Contrairement à Annonciate, Marie-Claire, jeune dame hutu mariée à Parfait, d’ethnie tutsi, s’entend très bien avec son mari. Toutefois, elle se souvient que pendant la période des fiançailles, Parfait a subi des pressions de la part de ses collègues tutsi. Au fil du temps, les gens ont tenté de s’interposer pour leur barrer la route. «J’ai vraiment pitié de mon mari qui vit ce rejet à cause de mes origines», conclut Marie- Claire.
Les enfants sont aussi victimes
«Pendant la première République, de 1996 à 1976, le Burundi a été confronté à des problèmes de cohabitation entre les deux communautés», relève Dr Pascal Niyonizigiye, historien et professeur d’universités. «Alors que les élites se disputaient la gestion du pouvoir est né le problème de la définition d’un statut identitaire ou d’une appartenance sans ambiguïté des descendants, et même de leurs parents.»
Pour avoir pris pour femme ou homme une personne différente de leur groupe ethnique, les conjoints subissaient des désagréments au sein de leur groupe d’origine, très souvent aussi dans le groupe ethnique du conjoint, précise encore le professeur.
Ces formes de pression sociale se sont progressivement généralisées et intensifiées avec les massacres inter-ethniques qui marquent le Burundi post-monarchique, nourissant des traumatismes transmis de génération en génération.

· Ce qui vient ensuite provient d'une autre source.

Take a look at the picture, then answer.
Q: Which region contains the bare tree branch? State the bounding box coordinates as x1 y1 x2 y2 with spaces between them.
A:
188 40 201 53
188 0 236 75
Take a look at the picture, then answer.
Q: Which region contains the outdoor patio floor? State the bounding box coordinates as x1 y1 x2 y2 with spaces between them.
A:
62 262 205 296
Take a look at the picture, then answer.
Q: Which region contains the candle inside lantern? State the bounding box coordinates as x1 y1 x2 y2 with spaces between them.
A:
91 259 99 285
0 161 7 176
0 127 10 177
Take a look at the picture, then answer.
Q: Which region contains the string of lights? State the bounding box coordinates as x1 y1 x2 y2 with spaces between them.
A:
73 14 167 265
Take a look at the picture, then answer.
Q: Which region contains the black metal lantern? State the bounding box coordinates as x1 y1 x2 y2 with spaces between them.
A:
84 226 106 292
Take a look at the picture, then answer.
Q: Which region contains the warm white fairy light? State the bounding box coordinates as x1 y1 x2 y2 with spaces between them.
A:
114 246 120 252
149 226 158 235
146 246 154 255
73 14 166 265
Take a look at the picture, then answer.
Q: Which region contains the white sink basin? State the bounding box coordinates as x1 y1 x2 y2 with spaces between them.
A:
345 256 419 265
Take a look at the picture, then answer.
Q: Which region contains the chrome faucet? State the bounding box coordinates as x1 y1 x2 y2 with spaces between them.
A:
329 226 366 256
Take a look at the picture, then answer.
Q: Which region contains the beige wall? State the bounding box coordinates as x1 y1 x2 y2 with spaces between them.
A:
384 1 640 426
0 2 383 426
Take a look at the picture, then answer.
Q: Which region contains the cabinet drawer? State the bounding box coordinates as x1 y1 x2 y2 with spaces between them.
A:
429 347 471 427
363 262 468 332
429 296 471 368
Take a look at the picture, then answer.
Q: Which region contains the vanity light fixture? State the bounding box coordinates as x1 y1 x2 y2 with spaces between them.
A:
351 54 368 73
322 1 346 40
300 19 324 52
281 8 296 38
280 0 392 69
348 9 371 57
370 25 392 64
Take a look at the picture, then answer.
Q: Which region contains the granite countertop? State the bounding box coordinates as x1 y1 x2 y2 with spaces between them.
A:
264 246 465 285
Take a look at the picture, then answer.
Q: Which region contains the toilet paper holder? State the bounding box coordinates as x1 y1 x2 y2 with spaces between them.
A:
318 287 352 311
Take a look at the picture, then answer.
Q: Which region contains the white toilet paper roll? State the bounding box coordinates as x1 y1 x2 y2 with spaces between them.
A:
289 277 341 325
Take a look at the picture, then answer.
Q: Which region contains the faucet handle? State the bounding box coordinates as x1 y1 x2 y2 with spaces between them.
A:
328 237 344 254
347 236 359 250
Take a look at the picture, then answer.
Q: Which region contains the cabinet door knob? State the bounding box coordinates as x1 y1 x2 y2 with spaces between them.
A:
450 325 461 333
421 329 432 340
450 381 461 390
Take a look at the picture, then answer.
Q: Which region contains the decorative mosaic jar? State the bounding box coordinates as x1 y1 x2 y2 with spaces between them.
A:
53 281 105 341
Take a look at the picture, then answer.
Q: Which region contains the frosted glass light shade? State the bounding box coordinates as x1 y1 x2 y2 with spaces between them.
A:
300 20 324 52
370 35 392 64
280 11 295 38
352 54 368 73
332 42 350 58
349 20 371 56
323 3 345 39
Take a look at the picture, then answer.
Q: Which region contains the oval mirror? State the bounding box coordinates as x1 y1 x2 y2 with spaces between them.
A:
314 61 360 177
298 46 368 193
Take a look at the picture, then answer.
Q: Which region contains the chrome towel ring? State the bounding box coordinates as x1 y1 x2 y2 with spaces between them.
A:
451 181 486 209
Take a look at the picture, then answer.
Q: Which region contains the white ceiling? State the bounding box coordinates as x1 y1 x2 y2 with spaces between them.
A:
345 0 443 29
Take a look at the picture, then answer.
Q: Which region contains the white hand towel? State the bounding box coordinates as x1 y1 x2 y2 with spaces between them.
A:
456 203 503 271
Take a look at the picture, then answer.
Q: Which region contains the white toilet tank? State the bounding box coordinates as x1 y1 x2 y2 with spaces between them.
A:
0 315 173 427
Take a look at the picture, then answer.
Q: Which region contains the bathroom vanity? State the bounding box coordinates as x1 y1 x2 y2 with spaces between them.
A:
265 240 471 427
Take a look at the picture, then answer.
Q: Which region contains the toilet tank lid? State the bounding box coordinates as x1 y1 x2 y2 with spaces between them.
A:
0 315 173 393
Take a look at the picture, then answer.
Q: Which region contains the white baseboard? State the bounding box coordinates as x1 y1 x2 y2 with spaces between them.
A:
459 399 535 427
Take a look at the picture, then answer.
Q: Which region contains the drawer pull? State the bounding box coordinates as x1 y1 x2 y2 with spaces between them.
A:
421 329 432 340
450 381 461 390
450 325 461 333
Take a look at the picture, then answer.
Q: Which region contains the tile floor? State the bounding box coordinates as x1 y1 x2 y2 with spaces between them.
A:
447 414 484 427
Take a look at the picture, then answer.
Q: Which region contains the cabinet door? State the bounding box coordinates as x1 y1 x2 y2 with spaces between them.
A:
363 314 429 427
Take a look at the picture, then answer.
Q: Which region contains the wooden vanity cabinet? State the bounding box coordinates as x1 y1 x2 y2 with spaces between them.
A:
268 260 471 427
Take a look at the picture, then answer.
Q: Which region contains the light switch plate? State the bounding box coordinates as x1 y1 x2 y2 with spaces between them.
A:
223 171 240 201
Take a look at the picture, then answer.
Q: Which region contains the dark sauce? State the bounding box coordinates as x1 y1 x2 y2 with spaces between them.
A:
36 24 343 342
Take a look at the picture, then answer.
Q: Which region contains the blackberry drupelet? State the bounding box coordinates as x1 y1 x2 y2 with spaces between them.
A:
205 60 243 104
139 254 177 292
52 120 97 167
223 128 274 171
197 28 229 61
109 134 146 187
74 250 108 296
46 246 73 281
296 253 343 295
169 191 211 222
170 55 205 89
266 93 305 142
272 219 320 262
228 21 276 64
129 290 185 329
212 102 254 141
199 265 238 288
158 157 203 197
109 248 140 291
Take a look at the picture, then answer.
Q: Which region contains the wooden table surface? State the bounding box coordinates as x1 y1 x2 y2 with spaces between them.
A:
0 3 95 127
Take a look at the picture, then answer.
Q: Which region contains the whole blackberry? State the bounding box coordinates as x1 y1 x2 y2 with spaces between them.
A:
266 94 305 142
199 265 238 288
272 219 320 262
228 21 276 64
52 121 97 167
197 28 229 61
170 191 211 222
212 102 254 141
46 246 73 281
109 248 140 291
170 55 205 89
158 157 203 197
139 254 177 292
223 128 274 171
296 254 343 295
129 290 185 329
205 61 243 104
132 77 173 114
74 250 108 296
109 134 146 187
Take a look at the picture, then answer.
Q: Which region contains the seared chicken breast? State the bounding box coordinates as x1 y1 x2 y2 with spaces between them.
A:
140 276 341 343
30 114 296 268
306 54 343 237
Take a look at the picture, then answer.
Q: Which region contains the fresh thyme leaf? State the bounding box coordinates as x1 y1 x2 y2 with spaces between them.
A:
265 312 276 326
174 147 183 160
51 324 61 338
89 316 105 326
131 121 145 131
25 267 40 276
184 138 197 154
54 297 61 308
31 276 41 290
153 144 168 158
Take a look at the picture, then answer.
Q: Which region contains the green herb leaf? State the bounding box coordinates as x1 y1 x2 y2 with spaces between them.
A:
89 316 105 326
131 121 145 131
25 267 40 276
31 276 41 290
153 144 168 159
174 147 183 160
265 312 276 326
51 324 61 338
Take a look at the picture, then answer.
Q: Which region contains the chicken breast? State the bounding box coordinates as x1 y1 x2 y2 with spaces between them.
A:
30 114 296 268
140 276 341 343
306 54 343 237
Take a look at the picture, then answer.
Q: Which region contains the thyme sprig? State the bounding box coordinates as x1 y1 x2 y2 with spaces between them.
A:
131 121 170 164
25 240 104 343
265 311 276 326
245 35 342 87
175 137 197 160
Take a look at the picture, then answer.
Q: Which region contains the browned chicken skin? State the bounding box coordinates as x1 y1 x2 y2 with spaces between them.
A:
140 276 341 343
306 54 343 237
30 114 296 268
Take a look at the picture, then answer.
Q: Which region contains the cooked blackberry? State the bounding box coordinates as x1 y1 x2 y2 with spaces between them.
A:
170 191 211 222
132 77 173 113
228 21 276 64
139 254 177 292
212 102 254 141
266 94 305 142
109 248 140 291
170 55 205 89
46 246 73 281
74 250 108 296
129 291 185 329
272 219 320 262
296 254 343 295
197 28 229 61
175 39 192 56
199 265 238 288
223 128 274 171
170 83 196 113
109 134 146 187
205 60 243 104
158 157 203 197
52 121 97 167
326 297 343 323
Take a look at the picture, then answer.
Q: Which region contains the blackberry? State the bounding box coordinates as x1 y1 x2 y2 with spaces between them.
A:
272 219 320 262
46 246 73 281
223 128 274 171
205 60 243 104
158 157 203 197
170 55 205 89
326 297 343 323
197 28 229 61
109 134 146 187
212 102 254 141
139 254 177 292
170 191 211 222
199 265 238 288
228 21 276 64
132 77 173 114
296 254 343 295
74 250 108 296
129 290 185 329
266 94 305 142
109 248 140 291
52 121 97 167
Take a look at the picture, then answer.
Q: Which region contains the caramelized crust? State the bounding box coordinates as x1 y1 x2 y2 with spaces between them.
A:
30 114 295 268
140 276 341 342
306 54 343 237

Théophile Ngendakubwayo, jeune étudiant hutu de 24 ans, marié à une femme tutsi, se souvient: « Un jour, deux de mes amis m’ont demandé comment je me sentais en vivant avec une ‘rancunière’ tutsi. Lorsque je leur ai posé la question de savoir sur quoi ils fondaient leurs paroles, ils m’ont clairement signifié que ce qui s’est passé en 1972, puis réédité en 1993, est toujours gravé dans la mémoire de tous les Burundais. »
Justin Mugisha est psychologue du développement de l’enfance, de l’adolescence et de l’éducation. Son constat est clair, réaliste et sans appel: «Dans de telles conditions, le conjoint qui est rejeté par la belle famille est privé de ses droits de mener une vie décente et heureuse.»

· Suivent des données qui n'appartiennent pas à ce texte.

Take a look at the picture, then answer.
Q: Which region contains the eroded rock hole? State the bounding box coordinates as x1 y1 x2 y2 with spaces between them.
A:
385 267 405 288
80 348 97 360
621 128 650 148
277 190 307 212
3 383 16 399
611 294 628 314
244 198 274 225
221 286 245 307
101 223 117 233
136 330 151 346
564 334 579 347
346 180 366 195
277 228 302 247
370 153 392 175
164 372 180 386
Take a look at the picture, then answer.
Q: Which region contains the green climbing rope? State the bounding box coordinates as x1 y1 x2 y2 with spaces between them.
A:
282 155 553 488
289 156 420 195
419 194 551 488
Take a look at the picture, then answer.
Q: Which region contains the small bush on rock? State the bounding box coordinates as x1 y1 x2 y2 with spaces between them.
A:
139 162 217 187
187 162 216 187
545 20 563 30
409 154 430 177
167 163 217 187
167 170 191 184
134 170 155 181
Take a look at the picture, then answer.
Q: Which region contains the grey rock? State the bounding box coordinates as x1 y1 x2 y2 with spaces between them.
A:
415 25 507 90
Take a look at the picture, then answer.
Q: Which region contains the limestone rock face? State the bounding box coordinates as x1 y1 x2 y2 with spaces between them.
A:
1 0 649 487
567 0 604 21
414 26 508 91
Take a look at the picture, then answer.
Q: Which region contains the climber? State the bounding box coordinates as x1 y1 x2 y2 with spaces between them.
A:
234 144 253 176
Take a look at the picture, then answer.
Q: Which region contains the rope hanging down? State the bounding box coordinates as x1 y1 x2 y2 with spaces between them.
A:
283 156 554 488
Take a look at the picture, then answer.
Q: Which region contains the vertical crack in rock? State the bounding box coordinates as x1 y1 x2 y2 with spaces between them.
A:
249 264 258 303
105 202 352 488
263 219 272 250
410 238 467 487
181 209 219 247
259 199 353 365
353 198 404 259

Quant aux enfants issus de ces couples, ils sont aussi affectés par le climat qui prévaut dans le cercle parental: «Ils vivent un traumatisme grave car ils se rendent compte qu’ils sont victimes d’une situation qu’ils n’ont pas créée», reconnaît le psychologue.
Pour lui, il faut un suivi sans relâche de ces enfants pour leur assurer une réhabilitation sociale réussie. Ce travail, dit-il, revient aux psychologues, aux médecins, à tous les partenaires engagés dans le domaine de l’enfance, notamment les pouvoirs publics ou encore les hommes d’églises.